Credit cards without foreign-exchange fees

A stack of credit cards

Credit cards. Photo: Andres Rueda / Flickr Creative Commons

They’re the bane of long-term vagabonders: those irritating fees for foreign currencies and doing transactions while abroad. Hitting up an ATM or paying with a credit card can trigger charges you may not have expected. This can smear the memory of a great trip.

The New York Times Bucks blog had a post about 3 Credit Cards without Transaction Fees. For more great tips, check out the reader comments to see what other people recommend.

Capital One was a lightning rod in the comment thread. Some praised the company, others complained about them. TD bank was new to me, since they’re a Canadian company.

The suggestion that really came out of left field was the Pentagon Federal Credit Union. It never even occurred to me that non-military people would be eligible for membership. Apparently, you can join a nonprofit troop support group for US$15, then become a member of the Pentagon credit union. However, being affiliated with the military might clash with some people’s beliefs.

In a past article, I remember readers saying Charles Schwab offers debit cards with no ATM fees, and that it will refund any foreign ATM fees that are charged. Can anyone confirm this? The downside is that they’re a brokerage firm, so they don’t have the wide network of branches that other banks have.

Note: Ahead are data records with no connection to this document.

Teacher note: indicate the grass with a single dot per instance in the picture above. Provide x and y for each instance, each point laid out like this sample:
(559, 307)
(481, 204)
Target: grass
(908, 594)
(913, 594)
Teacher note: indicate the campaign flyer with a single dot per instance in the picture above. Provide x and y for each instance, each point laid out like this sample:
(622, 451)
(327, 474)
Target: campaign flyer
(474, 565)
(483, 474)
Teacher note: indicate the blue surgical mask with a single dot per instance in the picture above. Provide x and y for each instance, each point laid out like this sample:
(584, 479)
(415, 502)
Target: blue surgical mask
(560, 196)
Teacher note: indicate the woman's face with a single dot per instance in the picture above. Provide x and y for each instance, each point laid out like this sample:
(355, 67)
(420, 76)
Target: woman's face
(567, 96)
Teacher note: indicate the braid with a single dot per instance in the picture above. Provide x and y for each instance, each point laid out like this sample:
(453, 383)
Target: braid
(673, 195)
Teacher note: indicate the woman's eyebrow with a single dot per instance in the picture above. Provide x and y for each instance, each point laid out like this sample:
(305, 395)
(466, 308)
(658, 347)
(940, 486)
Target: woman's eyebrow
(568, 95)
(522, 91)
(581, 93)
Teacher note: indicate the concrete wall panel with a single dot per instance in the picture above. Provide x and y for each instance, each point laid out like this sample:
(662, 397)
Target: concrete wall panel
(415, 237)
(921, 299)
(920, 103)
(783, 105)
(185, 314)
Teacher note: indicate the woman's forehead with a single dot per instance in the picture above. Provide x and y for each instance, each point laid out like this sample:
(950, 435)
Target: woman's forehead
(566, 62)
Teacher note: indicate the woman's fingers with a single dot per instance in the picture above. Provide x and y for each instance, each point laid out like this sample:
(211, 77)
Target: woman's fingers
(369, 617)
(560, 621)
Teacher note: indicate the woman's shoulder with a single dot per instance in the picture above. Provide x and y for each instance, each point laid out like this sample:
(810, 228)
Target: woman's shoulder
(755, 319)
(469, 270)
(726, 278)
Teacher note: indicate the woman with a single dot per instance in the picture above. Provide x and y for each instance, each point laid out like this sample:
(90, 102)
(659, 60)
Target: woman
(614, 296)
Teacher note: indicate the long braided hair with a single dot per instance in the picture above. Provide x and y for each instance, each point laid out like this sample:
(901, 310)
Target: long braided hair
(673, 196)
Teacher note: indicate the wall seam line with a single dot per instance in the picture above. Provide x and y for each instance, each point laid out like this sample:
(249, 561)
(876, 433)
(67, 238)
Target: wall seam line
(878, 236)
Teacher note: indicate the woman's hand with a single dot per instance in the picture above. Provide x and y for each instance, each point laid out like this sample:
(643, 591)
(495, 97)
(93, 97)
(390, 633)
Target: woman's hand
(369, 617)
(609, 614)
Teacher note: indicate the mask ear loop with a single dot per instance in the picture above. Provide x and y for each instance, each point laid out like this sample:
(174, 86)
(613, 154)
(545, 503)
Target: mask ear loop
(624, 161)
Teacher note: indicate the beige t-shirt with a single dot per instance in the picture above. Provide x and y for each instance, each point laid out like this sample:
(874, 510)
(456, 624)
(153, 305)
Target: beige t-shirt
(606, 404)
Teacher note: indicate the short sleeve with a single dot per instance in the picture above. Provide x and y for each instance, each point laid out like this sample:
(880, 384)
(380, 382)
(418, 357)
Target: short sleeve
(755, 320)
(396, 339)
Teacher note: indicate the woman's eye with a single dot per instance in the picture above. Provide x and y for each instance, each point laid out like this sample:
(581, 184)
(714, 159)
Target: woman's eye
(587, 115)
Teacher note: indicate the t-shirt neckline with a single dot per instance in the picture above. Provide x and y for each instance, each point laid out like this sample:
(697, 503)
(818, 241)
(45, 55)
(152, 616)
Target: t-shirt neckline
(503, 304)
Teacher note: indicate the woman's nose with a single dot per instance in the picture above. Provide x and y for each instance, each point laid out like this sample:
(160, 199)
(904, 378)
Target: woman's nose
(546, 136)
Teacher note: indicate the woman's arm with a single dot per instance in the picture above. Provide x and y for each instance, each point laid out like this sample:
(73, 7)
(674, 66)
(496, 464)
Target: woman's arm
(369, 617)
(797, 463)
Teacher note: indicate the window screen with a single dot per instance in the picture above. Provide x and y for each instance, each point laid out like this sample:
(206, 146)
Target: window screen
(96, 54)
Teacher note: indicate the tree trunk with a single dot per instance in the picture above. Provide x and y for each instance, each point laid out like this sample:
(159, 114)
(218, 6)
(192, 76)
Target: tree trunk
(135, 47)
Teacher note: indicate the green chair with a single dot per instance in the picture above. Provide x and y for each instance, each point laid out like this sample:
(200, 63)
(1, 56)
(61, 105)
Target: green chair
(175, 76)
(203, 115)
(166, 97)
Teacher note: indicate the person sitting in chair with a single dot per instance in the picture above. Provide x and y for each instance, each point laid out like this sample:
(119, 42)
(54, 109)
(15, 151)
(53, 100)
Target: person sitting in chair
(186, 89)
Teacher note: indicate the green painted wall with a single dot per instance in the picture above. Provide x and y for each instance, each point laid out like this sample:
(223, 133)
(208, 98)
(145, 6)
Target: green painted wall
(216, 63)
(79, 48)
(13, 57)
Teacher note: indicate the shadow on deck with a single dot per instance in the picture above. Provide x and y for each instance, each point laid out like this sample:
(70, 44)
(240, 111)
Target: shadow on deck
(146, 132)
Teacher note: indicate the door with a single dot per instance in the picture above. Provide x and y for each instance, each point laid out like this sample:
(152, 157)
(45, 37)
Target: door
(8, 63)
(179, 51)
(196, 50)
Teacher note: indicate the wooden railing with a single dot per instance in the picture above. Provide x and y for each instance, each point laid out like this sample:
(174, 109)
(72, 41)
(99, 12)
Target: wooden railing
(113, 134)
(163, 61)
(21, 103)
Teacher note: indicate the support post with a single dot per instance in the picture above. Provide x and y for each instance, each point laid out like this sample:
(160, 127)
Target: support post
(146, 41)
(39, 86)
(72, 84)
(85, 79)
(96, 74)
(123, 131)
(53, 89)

I’d also love to hear from our readers about this. Have you developed any great strategies for beating the fees? Please share your tips and tricks in the comments.

Posted by | Comments (1)  | November 19, 2010
Category: Expat Life, Money Management, Travel News

One Response to “Credit cards without foreign-exchange fees”

  1. Elena Says:

    I have used a Charles Schwab debit card since a trip to SouthEast Asia in 2000. I highly recommend their service. They are not just a brokerage firm; they also have an investment bank. If you do not want to use them solely, you can arrange to transfer money from your primary bank into an account at Schwab bank over the internet while traveling. You can then take out money at any ATM worldwide (that is if the country has a reliable ATM system.) If the machine charges you a fee, just press Accept. It will later be refunded by Schwab. Since you will receive money in the currency of the country you are in, you will also save money-changing fees and not be at the mercy of street money changers. I’ve used Schwab in 6 countries in SE Asia, New Zealand, and 10 countries in South/Central America.

    Do ask around when you arrive for limits on withdrawal amounts or varying monetary practices. In Buenos Aires, the machines usually ran out of money on Fridays. Indonesia was also sometimes difficult before a weekend or major holiday. Oh, and in Indonesia, if you have American dollars, they must be new. They won’t take crumpled money.

    If you have difficulties with your account, you can call Schwab collect and they will help you. I called them from France and they were great.